Prerequisite: None
This session will include a moderated Q&A featuring questions from the live audience.
As AI implementation shifts from conversational interfaces to autonomous agentic systems, the "blast radius" of automated actions has expanded exponentially. In this new landscape, governance is no longer a static policy layer, but an active engineering requirement.
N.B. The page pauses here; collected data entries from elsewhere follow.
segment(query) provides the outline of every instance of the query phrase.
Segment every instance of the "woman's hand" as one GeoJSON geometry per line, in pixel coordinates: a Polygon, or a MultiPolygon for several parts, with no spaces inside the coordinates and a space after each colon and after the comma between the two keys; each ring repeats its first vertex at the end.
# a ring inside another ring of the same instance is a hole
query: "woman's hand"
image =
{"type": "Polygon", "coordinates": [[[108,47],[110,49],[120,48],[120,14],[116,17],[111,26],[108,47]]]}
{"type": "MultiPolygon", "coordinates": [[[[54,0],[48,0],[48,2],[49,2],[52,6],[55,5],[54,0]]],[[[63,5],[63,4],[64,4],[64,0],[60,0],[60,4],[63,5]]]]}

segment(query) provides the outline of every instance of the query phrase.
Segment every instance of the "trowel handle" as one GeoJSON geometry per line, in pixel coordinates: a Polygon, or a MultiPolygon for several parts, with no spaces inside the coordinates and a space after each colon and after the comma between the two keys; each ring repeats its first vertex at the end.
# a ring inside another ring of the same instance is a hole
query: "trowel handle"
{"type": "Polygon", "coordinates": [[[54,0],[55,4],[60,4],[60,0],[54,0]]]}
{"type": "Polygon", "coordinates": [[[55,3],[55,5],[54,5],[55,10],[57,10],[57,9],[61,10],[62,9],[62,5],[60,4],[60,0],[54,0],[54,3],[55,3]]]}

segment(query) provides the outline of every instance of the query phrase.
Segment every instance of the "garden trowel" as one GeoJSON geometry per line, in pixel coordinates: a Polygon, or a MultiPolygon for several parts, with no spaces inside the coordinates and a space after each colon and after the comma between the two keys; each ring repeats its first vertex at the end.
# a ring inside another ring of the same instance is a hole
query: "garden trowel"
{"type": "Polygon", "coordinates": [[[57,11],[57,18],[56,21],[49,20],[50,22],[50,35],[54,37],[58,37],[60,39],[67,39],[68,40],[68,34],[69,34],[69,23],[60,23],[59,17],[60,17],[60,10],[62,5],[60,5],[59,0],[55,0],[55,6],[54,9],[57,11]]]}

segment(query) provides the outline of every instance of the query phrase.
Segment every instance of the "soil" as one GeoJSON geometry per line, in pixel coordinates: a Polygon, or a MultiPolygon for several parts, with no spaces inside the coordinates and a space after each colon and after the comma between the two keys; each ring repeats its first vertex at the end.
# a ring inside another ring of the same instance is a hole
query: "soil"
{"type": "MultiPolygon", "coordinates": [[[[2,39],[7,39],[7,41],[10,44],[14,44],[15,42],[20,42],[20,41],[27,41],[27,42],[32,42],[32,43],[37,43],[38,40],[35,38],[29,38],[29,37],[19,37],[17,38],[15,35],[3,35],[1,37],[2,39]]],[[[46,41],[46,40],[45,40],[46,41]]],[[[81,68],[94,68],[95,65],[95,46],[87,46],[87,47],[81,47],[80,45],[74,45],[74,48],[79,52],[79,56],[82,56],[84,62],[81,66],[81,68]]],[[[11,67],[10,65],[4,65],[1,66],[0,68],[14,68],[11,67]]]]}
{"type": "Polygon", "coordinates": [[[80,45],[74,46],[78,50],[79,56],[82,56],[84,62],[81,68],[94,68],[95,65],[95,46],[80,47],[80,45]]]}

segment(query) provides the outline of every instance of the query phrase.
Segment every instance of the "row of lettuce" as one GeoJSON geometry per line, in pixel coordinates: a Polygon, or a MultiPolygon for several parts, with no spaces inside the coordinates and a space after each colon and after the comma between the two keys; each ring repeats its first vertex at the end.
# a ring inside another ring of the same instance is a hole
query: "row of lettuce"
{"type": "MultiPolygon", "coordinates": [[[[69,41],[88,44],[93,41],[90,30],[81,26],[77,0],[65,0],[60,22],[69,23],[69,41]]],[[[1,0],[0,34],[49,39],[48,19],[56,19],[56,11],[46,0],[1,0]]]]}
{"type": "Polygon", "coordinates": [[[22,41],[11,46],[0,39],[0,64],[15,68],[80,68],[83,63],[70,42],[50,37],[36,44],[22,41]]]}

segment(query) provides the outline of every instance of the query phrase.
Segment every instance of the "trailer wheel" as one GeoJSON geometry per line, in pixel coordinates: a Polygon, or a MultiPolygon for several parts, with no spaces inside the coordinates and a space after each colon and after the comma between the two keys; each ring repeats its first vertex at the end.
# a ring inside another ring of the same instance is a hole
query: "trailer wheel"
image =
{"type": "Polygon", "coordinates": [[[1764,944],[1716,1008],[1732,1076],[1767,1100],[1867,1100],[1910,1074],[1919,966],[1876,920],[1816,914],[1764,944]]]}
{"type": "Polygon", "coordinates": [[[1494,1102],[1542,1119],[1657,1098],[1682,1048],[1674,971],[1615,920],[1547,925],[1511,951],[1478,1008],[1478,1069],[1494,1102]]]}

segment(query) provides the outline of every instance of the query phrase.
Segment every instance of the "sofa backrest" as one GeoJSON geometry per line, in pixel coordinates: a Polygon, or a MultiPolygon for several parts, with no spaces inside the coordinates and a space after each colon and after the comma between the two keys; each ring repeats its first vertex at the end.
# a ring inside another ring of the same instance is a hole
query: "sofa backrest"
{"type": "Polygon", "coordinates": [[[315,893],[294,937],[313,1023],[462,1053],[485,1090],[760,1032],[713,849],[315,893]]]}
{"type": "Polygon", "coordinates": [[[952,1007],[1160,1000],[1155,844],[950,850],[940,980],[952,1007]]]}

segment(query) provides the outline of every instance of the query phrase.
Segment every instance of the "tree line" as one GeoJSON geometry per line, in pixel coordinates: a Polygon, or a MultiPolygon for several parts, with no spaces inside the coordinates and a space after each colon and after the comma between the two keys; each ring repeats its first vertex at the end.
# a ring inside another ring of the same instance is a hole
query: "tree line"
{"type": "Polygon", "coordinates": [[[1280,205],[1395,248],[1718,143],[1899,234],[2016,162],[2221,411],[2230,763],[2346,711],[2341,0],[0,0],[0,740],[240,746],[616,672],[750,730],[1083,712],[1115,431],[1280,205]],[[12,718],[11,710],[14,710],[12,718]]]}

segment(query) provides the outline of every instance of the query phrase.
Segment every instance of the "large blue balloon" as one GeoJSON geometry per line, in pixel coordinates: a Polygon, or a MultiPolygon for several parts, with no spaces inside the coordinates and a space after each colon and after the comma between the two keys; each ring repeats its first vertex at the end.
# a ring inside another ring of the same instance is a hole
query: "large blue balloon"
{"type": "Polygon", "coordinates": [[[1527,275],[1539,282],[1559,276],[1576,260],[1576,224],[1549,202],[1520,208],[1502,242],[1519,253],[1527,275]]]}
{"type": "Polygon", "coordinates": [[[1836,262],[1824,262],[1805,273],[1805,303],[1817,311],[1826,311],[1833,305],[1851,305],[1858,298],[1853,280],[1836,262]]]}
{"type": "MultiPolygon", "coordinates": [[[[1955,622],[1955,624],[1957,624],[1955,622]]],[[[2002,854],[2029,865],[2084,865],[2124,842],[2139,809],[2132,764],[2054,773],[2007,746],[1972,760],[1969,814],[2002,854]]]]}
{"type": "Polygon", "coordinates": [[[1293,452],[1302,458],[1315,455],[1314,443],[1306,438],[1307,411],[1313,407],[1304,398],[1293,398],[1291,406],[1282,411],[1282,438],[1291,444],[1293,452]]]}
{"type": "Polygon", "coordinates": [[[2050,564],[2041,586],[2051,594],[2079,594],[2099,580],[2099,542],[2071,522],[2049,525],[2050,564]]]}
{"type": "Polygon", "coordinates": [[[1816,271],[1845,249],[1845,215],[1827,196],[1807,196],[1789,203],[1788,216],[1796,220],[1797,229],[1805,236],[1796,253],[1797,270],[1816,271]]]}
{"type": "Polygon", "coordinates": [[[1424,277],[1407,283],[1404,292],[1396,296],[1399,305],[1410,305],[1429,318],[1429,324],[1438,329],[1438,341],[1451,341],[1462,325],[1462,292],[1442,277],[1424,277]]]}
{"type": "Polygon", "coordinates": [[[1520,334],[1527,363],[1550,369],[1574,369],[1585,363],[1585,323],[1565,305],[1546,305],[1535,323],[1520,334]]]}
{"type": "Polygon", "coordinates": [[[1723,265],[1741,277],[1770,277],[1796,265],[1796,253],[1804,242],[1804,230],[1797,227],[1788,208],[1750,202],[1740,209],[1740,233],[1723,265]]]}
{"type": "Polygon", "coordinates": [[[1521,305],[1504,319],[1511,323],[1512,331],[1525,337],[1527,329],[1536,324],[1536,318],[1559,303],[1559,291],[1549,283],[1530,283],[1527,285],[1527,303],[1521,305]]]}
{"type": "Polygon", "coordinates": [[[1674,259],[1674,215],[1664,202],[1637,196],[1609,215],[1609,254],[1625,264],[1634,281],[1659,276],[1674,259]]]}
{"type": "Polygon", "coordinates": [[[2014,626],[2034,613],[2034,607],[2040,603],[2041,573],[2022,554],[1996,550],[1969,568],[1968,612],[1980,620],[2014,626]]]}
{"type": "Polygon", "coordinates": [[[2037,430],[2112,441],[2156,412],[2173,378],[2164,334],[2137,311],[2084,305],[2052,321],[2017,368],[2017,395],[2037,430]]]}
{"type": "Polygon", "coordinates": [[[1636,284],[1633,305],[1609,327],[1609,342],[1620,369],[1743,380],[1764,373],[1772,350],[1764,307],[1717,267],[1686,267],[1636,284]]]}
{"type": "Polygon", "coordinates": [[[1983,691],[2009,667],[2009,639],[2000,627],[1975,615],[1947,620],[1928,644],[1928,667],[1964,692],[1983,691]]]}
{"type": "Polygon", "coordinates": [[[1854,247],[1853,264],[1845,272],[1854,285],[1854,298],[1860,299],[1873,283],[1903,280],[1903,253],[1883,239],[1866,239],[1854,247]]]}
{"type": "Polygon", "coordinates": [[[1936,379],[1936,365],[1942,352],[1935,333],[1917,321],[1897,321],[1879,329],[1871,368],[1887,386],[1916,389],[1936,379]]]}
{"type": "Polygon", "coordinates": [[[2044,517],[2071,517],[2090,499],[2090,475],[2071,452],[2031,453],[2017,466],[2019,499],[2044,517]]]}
In this session, TDWI research fellow Kristy Hollingshead will discuss critical 2026 trends in data and AI governance, moving past the era of "set-it-and-forget-it" data models to the new operational reality of governing systems that use enterprise knowledge assets as live, volatile data sources. Maintaining the integrity of these systems requires a relentless cycle of execution: constant tidying, refreshing, and curating to prevent systemic drift, hallucinations, and bad agentic actions.
Key themes will include:
- Risk mitigation: Strategies for defining and containing the "blast radius" of autonomous agents through rigorous traceability and permissioning.
- Escalation frameworks: Research-based models for placing humans in, on, and over the loop, redesigning how and when systems escalate to human intervention.
- The continuous learning mandate: Why successful governance in 2026 requires moving from static compliance to a model of persistent engagement, including the ongoing "curation tax" required to keep AI knowledge sources reliable and performant.